Raw capacity is the total capacity on all the SSDs assigned to a Weka system cluster, e.g., 10 SSDs of 1 terabyte each have a total raw capacity of 10 terabytes. This is the total capacity available for the Weka system. This will change automatically if more hosts or SSDs are added to the system.
Net capacity is the amount of space available for user data on the SSDs in a configured Weka system. It is based on the raw capacity minus the Weka filesystem overheads for redundancy protection and other needs. This will change automatically if more hosts or SSDs are added to the system.
The stripe width is the number of blocks that share a common protection set, which can range from 3 to 16. The Weka system has a distributed, any-to-any protection.

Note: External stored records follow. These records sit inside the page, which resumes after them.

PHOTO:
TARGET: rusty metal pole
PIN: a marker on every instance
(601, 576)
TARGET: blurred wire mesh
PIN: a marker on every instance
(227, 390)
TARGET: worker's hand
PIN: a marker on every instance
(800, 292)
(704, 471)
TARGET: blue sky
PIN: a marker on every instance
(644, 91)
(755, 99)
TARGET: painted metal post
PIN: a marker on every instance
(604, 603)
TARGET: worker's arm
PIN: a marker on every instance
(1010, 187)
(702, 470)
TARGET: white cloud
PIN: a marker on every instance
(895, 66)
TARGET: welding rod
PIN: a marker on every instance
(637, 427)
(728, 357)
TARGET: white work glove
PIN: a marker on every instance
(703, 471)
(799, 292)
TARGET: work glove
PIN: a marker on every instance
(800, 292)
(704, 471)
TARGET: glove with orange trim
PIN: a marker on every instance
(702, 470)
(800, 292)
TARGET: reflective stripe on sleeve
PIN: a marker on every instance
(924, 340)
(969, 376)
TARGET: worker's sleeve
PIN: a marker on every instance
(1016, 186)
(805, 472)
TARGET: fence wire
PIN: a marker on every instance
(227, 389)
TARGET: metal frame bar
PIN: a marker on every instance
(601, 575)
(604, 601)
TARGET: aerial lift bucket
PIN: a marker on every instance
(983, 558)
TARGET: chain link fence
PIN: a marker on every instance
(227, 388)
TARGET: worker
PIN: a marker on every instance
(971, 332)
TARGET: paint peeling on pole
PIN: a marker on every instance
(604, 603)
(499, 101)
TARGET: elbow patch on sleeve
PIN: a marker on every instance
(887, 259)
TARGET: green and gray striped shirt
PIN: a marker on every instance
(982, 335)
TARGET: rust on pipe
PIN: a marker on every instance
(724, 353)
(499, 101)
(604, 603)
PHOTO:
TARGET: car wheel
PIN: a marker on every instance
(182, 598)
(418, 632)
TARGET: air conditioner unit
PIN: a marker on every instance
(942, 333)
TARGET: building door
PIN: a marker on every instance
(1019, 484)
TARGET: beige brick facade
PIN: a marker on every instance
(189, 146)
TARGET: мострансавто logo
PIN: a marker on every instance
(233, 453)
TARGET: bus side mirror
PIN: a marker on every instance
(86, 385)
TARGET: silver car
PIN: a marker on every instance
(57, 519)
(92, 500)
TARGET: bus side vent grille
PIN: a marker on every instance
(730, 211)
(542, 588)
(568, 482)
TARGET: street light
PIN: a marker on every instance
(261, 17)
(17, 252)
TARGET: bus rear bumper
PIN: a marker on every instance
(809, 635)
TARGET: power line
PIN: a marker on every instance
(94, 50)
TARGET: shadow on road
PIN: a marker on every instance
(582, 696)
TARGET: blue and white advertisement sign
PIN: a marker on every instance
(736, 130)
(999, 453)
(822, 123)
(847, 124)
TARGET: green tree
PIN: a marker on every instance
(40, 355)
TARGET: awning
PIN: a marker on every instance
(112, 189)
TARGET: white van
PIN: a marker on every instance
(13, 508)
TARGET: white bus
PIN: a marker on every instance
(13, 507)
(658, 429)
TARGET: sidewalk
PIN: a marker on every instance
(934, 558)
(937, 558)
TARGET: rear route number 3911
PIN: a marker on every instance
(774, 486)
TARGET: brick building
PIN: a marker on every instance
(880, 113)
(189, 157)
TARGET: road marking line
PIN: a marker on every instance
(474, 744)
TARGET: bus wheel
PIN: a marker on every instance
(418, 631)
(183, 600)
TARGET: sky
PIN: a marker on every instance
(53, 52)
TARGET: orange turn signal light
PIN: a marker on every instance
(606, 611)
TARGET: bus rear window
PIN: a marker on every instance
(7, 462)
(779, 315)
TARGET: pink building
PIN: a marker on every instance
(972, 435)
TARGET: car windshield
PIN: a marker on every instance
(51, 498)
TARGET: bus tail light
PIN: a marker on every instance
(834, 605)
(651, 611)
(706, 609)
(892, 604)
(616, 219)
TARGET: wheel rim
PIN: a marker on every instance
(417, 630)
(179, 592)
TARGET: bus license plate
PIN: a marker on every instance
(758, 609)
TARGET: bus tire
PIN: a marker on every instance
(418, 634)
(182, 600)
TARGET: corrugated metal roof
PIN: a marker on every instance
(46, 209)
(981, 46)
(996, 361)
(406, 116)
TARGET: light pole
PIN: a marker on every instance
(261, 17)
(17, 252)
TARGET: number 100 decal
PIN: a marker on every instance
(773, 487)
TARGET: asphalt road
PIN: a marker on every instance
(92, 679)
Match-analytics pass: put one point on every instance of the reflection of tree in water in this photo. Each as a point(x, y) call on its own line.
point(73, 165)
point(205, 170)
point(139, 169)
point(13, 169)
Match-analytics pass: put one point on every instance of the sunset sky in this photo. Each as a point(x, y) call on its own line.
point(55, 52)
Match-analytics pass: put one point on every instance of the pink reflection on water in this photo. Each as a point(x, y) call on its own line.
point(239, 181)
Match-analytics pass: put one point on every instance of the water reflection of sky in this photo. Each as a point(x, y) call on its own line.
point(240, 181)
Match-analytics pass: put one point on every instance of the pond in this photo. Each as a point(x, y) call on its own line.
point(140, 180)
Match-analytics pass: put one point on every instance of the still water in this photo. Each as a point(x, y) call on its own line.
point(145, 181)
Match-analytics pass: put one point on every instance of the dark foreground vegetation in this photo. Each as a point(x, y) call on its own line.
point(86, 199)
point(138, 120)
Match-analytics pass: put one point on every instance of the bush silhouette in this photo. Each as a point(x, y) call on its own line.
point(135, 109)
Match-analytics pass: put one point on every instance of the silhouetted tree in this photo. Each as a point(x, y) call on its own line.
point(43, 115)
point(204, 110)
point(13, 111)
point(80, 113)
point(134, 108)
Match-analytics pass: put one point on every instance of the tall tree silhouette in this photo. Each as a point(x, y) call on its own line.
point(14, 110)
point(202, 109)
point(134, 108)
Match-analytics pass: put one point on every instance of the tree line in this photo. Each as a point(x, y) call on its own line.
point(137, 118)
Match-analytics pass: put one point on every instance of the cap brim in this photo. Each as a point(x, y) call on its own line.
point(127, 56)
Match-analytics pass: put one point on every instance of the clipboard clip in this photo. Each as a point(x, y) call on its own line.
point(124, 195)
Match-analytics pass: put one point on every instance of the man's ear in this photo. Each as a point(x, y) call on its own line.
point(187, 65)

Consequently, in a system with a stripe width of 8, many groups of 8 data units spread on various hosts protect each other (rather than a group of 8 hosts forming a protection group). The stripe width is set during the cluster formation and cannot be changed. Stripe width choice impacts performance and space.
The protection level is the number of additional protection blocks added to each stripe, which can be either 2 or 4. A system with a protection level of 2 can survive 2 concurrent failures, while system data with a protection level of N+4 is protected against any concurrent 4 host/disk failures, and its availability is protected against any 4 concurrent disk failures or 2 concurrent host failures. A large protection level has space and performance implications. The protection level is set during the cluster formation and cannot be changed.
A failure domain is a group of Weka hosts, all of which can fail concurrently due to a single root cause, such as a power circuit or network switch failure. A cluster can be configured with explicit or implicit failure domains. For a system with explicit failure domains, each group of blocks that protect each other are spread on different failure domains. For a system with implicit failure domains, the group of blocks is spread on different hosts and each host is a failure domain. A system is defined with explicit or implicit failure domains during the cluster formation, and this definition cannot be changed. For a system with explicit failure domains, additional failure domains can be added, and new hosts can be added to any existing or new failure domain.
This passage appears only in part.